Rohina Malik acts out a scene from her one-woman play 'Unveiled.'
Photo provided

'Unveiled' Presents Raw and Vulnerable Tale of Islamophobia


Matthew Barbosa

 

‘Unveiled’ is a one-woman play performed by Rohina Malik, which has been critically acclaimed since its first performance at the Chicago 16th Street Theater. Recently Malik came to Manchester University to put on her performance for a VIA. Unveiled was a five-act play that used tea and storytelling to represent different perspectives of Middle Eastern women.

The first story revolved around Pakistani chocolate chai tea and a Pakistani fashion dress maker. The story talked about the Pakistani woman’s experience making dresses for other women and serving them chocolate chai tea. The Pakistani woman refused to make a wedding dress for her client leading to the story of the last wedding dress that she had designed. When the dress maker arrived at the wedding’s venue she was harassed for wearing a hijab by a man who told her to “take that shit off her head,” and berated her in front of her children. The woman stood up to the man and told him he needed to be educated. An exchange of knowledge and insults ensued until the man wanted to make the altercation physical, but his companions told him that the dress maker was “not worth it.” After that event, the dress maker could no longer find inspiration to design dresses.

The stories that Malik portrayed illustrated the perspective of islamophobia in the United States of America and showed that islamophobia was not a result of the 9/11 terrorist attacks. Fear, discrimination and hate crimes ran rampant before that day.

Moroccan mint tea and a female Moroccan lawyer set the stage for another perspective in the set. This story followed her while she attended college and how she found the love of her life, her eventual husband. While she was at school, she was harassed by other students that were calling her obscenities targeting her headdress. Another man told the harassers to leave the future lawyer alone. The Moroccan woman and the man discussed religion and how he converted to Islam because of an orange. The orange symbolized the possibility of life when thrown away.  The orange was designed by Allah to create more oranges.  However, a candy bar created by man would not create more candy bars. This story peers inside of the traditionalist style of arranged marriages with Islam, and other religions.
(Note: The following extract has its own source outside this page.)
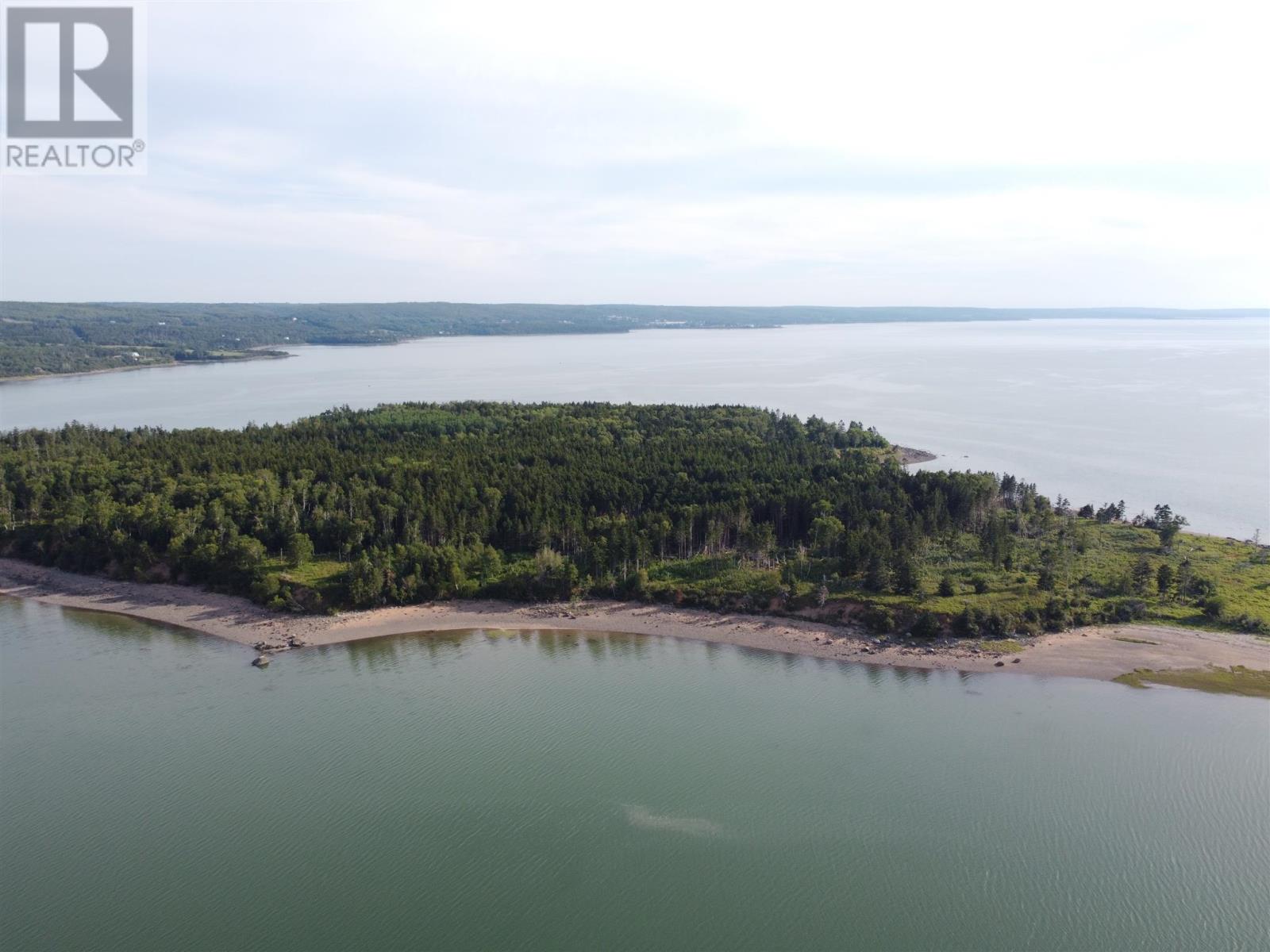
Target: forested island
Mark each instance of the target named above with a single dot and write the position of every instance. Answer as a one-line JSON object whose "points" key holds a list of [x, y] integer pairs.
{"points": [[38, 338], [718, 507]]}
The story went forward in time to the Moroccan woman and her now husband. Her husband was stabbed to death in a hate crime to which she was a witness. The woman then felt the terror of having to recount the events in trial to testify and have the men imprisoned for their crimes. She was enlightened by finding out there was no shame in telling the truth to acquire justice and to never ask “why me” but instead ask “what for.” Meeting with a lawyer and other victims of hate crimes lead the Moroccan woman to go through law school and help other people who suffer from hate crimes.

These stories illustrate the strong presence of islamophobia that Americans who choose to practice Islam have to face. Malik wrote these stories to try and spread her message and educate people that would otherwise just see figures that the media would associate with terrorism. Her message has resonated with Chicago theater community allowing her to tour the country, work on writing more plays, and start writing for television shows to become more representative of the Islamic community in America.